瀋陽市は遼寧省の省都で、東北3省に内モンゴル自治区を加えた地域で中心的な役割を担う。城内人口は1億2000万人を突破しているとも言われており、これは中国の総人口の1割を占める規模だ。歴史的に製造業の拠点となっており、日系企業としては航天三菱(三菱自動車のエンジンを生産)などメーカーが多い。新たに開発した「渾南新区」では健康産業など次世代の成長産業の集積を計画しており、その狙いを瀋陽市副市長で同開発区のトップを勤める楊亜洲氏に聞いた。(聞き手は、坂田亮太郎=北京支局長)

Q.日本企業が瀋陽に進出するメリットは何ですか?

 中国に進出する企業にとって、3つの要素が重要となるでしょう。1つ目は、自社の製品やサービスを売り込むマーケット、2つ目が進出するためのコスト、そして3つ目が受け入れる側である地元政府の優遇政策です。

楊亜洲氏
楊亜洲氏
中共瀋陽市委常委、瀋陽市人民政府副市長、中共渾南新区区委書記

 中共瀋陽市委常委、瀋陽市人民政府副市長、中共渾南新区区委書記

 まずマーケットについてお話ししましょう。中国が改革開放政策に取り組んでから外資系企業がたくさん中国に進出しましたが、それらの企業は中国を主に生産拠点と見てきました。中国で生産した製品を日本や他の国に輸出してきたのです。
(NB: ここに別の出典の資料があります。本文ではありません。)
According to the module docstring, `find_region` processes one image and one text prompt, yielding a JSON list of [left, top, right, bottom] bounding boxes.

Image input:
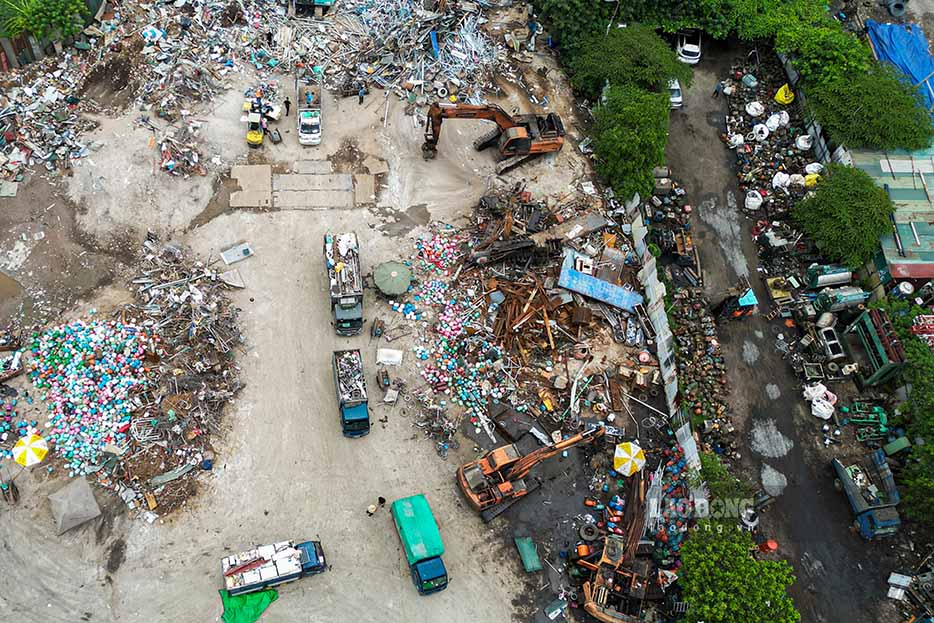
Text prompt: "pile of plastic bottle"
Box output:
[[0, 396, 38, 460], [653, 444, 690, 569], [413, 279, 449, 307], [414, 319, 509, 421], [26, 320, 152, 476], [415, 232, 462, 274]]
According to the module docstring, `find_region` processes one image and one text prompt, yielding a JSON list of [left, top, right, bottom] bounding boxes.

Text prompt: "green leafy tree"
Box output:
[[792, 164, 894, 267], [591, 85, 669, 202], [731, 0, 827, 41], [699, 452, 751, 500], [0, 0, 88, 40], [775, 21, 872, 85], [868, 299, 934, 526], [808, 63, 934, 151], [531, 0, 615, 55], [681, 523, 799, 623], [567, 24, 692, 101]]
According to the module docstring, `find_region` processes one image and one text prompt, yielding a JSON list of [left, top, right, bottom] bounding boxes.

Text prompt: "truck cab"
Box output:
[[412, 556, 448, 595], [299, 110, 321, 146], [296, 540, 327, 574], [391, 494, 449, 595], [340, 401, 370, 437]]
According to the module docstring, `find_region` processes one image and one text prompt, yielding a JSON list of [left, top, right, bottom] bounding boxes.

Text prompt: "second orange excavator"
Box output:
[[457, 426, 605, 522], [422, 102, 566, 174]]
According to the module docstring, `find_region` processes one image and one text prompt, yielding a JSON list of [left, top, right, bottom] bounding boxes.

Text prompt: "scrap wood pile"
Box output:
[[721, 50, 824, 218], [0, 235, 244, 518]]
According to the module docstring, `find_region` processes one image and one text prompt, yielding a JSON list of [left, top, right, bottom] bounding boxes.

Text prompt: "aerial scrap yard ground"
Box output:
[[0, 2, 927, 623], [0, 2, 607, 622]]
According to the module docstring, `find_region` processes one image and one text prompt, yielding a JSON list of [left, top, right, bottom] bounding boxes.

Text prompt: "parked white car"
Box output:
[[676, 30, 701, 65], [668, 79, 683, 109]]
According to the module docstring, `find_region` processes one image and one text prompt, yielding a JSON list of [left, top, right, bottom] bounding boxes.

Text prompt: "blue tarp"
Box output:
[[866, 20, 934, 112], [558, 250, 643, 311]]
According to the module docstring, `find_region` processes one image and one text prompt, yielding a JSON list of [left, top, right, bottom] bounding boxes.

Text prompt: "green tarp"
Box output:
[[219, 589, 279, 623], [514, 536, 542, 572]]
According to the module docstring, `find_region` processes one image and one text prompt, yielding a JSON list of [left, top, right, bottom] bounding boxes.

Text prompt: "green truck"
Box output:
[[391, 494, 449, 595]]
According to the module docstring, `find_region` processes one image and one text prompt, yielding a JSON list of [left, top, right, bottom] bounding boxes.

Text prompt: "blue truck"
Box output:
[[832, 449, 901, 540], [333, 349, 370, 437], [391, 494, 449, 595], [222, 539, 326, 596]]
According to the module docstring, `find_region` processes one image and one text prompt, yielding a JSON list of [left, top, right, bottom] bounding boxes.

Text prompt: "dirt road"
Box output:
[[666, 40, 902, 623]]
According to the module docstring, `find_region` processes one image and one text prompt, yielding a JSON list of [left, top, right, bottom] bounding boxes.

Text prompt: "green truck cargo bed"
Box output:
[[391, 494, 444, 566]]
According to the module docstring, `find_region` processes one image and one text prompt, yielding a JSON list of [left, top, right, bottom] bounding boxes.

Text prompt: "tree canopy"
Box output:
[[567, 24, 692, 101], [591, 85, 670, 202], [680, 524, 799, 623], [807, 63, 934, 151], [792, 164, 894, 267], [869, 299, 934, 528], [0, 0, 88, 40]]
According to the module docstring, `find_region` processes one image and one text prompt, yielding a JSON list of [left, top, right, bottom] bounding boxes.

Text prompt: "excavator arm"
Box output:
[[504, 427, 605, 482], [422, 103, 518, 159]]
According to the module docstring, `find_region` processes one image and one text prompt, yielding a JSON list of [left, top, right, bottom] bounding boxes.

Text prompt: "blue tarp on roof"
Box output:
[[866, 20, 934, 112]]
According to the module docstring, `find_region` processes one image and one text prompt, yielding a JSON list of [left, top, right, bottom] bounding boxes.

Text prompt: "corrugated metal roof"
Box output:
[[851, 149, 934, 277]]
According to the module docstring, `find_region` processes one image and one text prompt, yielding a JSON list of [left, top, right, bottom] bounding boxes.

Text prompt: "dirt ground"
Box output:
[[666, 39, 904, 623], [0, 27, 597, 623]]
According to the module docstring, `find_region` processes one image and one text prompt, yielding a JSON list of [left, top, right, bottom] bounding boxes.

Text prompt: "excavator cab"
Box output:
[[498, 127, 532, 156]]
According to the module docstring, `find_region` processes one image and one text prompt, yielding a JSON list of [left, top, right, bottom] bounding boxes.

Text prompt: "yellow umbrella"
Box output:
[[613, 441, 646, 477], [13, 433, 48, 467]]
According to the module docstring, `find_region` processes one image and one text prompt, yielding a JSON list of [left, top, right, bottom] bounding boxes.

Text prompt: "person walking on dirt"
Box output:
[[283, 97, 291, 116], [358, 86, 366, 105], [712, 80, 724, 98]]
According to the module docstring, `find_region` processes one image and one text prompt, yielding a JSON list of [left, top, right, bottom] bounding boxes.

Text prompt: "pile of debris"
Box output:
[[721, 53, 822, 218], [0, 235, 244, 518]]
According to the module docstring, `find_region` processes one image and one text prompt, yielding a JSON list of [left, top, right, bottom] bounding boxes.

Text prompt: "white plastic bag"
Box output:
[[752, 124, 770, 141], [802, 383, 828, 402], [772, 171, 790, 190], [745, 101, 765, 117], [811, 398, 834, 420], [728, 133, 745, 149], [796, 135, 813, 150], [805, 162, 824, 175], [745, 191, 763, 211]]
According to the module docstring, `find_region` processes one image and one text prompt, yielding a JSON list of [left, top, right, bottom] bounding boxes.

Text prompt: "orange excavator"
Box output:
[[422, 102, 566, 174], [457, 426, 605, 522]]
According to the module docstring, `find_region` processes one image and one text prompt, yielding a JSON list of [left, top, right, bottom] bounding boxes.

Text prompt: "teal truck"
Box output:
[[391, 494, 449, 595], [832, 449, 901, 540], [332, 349, 370, 437]]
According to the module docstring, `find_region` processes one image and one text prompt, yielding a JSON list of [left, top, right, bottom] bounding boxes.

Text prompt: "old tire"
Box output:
[[579, 524, 599, 542]]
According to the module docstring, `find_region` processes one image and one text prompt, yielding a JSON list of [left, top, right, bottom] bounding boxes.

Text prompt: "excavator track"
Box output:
[[495, 153, 539, 175], [473, 128, 501, 151], [479, 478, 541, 523]]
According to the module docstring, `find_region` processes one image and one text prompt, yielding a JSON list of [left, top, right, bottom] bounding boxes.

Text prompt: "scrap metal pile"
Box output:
[[669, 289, 737, 459], [0, 0, 512, 182], [722, 53, 823, 218], [0, 236, 244, 517], [380, 186, 678, 454], [288, 0, 504, 103]]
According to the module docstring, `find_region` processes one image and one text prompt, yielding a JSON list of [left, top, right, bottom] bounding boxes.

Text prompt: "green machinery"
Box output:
[[840, 402, 889, 441], [842, 309, 907, 387]]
 しかし、中国が経済発展した今は状況が変わりました。自動車をはじめさまざまな商品分野で中国が世界最大の市場になっています。当然のことながら、日本企業も中国市場で売り上げを増やすことを狙っています。

 瀋陽は東北地方3省と内モンゴル自治区の周辺において中心的な役割を担う都市です。この地域の人口は1億2000万人程度を推定されており、それは中国の全人口の1割を占める規模です。これだけでも瀋陽に進出するメリットは大きいと言えるでしょう。

 瀋陽は内陸に位置するので、上海などの沿岸部の都市と違って日系企業の進出はこれまで余り多くありませんでした。その数は300社程度でしょう。大半の日系企業は瀋陽で生産した製品を、中国の国内市場向けに販売しています。有名な大企業としては三菱系の「瀋陽航天三菱汽車発動机制造有限公司」があります。この会社は三菱自動車が株式の25%を保有する合弁会社で、主に自動車用のエンジンを生産しています。
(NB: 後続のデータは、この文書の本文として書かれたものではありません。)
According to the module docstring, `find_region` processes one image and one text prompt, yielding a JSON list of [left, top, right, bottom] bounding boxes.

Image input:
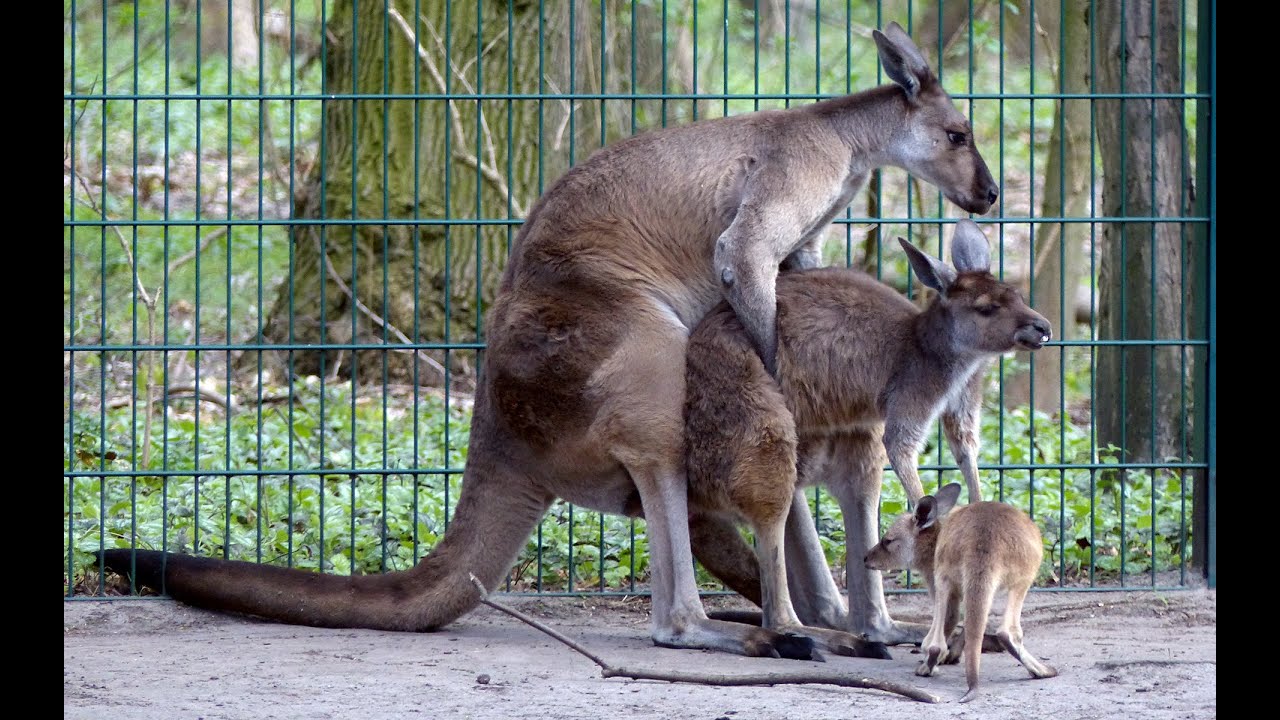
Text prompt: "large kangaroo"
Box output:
[[99, 22, 997, 660], [684, 220, 1051, 652], [864, 483, 1059, 702]]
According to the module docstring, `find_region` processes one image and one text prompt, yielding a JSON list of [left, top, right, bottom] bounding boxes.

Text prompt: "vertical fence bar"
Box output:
[[600, 2, 609, 592], [1177, 0, 1188, 588], [67, 0, 77, 599], [692, 0, 698, 121], [347, 0, 361, 575], [1192, 0, 1216, 587], [162, 0, 173, 588], [1057, 0, 1068, 584], [380, 0, 392, 575], [255, 0, 267, 566], [1148, 0, 1158, 586], [1118, 0, 1128, 586], [1087, 0, 1098, 588], [567, 0, 577, 592], [996, 0, 1006, 503], [99, 0, 109, 591], [1027, 0, 1038, 523], [722, 0, 729, 120], [129, 0, 141, 573], [443, 0, 454, 540], [628, 0, 638, 594], [225, 0, 236, 562], [534, 0, 545, 594], [316, 0, 330, 574], [412, 0, 423, 567], [194, 0, 204, 560], [286, 0, 300, 571], [501, 0, 512, 589]]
 今後、日本で企業誘致のプロモーション活動を展開する際に、航天三菱が瀋陽に進出していることを宣伝ポイントにしたいと思っています。日本の著名企業が進出した結果、日本で有名になった都市がいくつかあります。湖北省の武漢には日産自動車の合弁会社である東風日産が進出し、日本での認知度が高まりました。江蘇省の常熟にはトヨタ自動車が研究所を設置し、中国市場向けのハイブリッド車の開発に取り組んでいます。三菱自動車も日本で知名度が高いので、瀋陽の魅力が伝わることを期待しています。